As always, New Zealand's trade negotiation agenda is agonisingly difficult to bring to a closure: I have never been associated with an 'easy' negotiation. Everything takes longer than planned. Every agreed time-line gets broken. Frustration is the rule, not the exception. It is unlikely you would get the chance, but if you did, ask the gentlemen who was responsible for getting China back into the WTO. That took 12 years. His Russian counterpart (whom I know extremely well) took 18 years- and there was talk In the Dumas of charging him and his colleagues of treason. The worst I suffer from is continual jet lag.

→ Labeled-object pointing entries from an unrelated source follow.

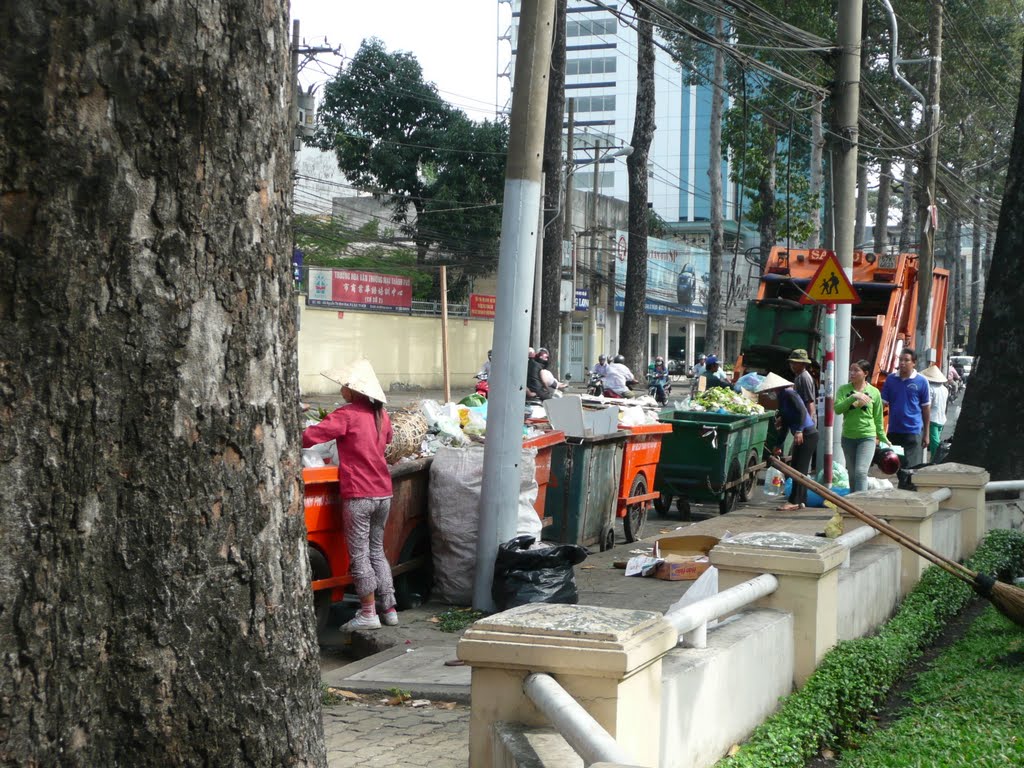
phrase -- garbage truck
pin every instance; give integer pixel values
(882, 324)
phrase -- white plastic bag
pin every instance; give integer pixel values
(321, 455)
(774, 481)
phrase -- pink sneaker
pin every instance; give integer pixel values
(361, 622)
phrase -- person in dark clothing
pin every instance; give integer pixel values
(793, 416)
(536, 388)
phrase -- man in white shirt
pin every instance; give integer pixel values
(617, 377)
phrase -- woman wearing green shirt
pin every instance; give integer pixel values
(862, 426)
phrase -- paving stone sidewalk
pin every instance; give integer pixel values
(366, 734)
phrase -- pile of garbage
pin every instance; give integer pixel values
(721, 400)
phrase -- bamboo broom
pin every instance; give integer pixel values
(1007, 598)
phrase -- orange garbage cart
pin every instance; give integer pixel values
(636, 488)
(544, 443)
(407, 539)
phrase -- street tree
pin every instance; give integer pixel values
(554, 206)
(634, 340)
(440, 173)
(155, 602)
(991, 407)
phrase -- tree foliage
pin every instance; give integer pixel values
(395, 137)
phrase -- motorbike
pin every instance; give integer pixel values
(481, 384)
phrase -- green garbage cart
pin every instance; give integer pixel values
(583, 489)
(710, 457)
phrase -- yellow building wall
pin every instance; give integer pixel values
(403, 349)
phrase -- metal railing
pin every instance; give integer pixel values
(691, 621)
(587, 736)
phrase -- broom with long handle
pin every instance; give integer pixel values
(1007, 598)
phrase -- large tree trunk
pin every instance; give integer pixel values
(714, 334)
(972, 337)
(766, 195)
(634, 339)
(906, 208)
(155, 603)
(991, 409)
(882, 209)
(554, 217)
(817, 174)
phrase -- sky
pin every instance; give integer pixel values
(455, 41)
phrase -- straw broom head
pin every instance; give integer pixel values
(1007, 598)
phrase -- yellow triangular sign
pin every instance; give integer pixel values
(829, 285)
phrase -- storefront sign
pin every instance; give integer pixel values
(347, 289)
(481, 305)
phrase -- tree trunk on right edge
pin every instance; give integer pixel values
(634, 339)
(554, 208)
(714, 333)
(991, 416)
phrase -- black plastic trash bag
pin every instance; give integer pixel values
(542, 576)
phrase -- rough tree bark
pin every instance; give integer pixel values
(715, 328)
(991, 410)
(551, 272)
(634, 337)
(155, 603)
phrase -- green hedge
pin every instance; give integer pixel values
(854, 676)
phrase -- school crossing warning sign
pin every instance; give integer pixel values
(829, 285)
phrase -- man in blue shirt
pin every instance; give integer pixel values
(909, 409)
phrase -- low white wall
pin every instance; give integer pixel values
(946, 534)
(713, 697)
(403, 349)
(868, 590)
(1005, 514)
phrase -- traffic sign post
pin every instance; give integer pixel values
(829, 286)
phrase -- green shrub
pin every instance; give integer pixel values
(854, 676)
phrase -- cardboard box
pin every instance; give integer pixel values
(685, 556)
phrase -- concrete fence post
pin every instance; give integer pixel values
(607, 658)
(807, 568)
(968, 486)
(910, 513)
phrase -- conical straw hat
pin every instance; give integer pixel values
(773, 381)
(358, 377)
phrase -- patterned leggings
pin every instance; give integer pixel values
(364, 520)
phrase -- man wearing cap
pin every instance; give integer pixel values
(940, 398)
(713, 377)
(909, 400)
(802, 382)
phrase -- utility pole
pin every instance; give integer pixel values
(567, 215)
(845, 186)
(503, 454)
(928, 204)
(592, 260)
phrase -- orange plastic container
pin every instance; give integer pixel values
(407, 539)
(544, 443)
(636, 489)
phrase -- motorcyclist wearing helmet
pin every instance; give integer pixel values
(657, 379)
(544, 357)
(619, 377)
(536, 388)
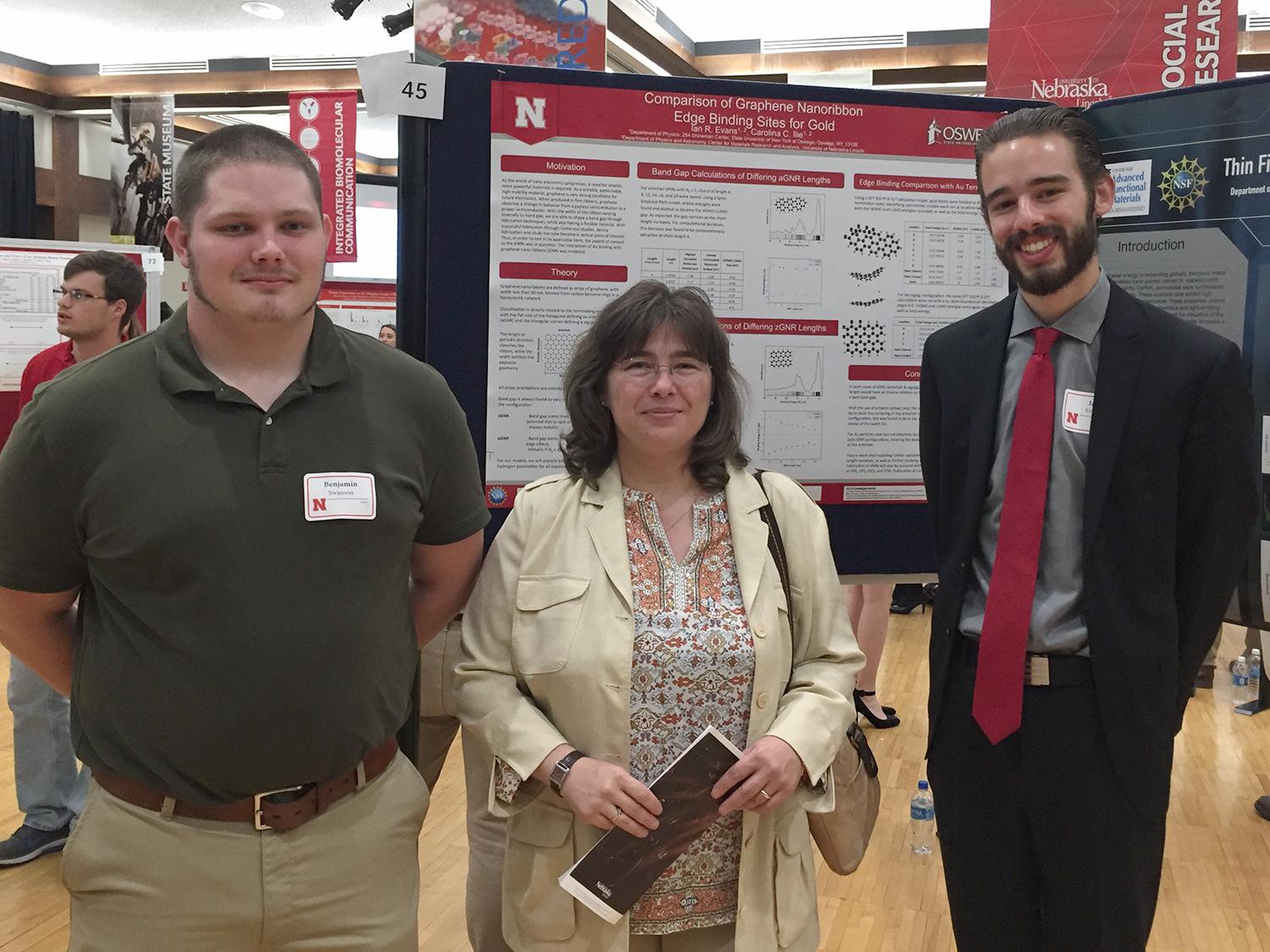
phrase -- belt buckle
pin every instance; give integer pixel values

Absolutely the best insurance policy New Zealand can take out is to complete the TPP negotiations and improve our access to the huge markets that would represent – about 40% of global GDP. And this allows me to return to where we started: the real, as opposed to the imagined, lessons of 1973 when our overwhelmingly important export market, the UK, started to turn away from NZ and legally required us to export less, year by year ('Protocol 18' was the name of this policy instrument).
The real problem was not so much the dependency of our export base on the UK (which was around three times as high as the relative share of our exports to China today). The fundamental problems were twofold:
• We had no alternative markets - nobody had done very much about exploring what might lie east and south of the English channel and what political and other relationships we might need to develop as a consequence;
• We had rigid economic policies in place designed to try and 'protect' everything but which ended up protecting nobody.
Ladies and gentlemen, we are in a far, far better space today. We should be celebrating, not fretting about, our economic linkages with China.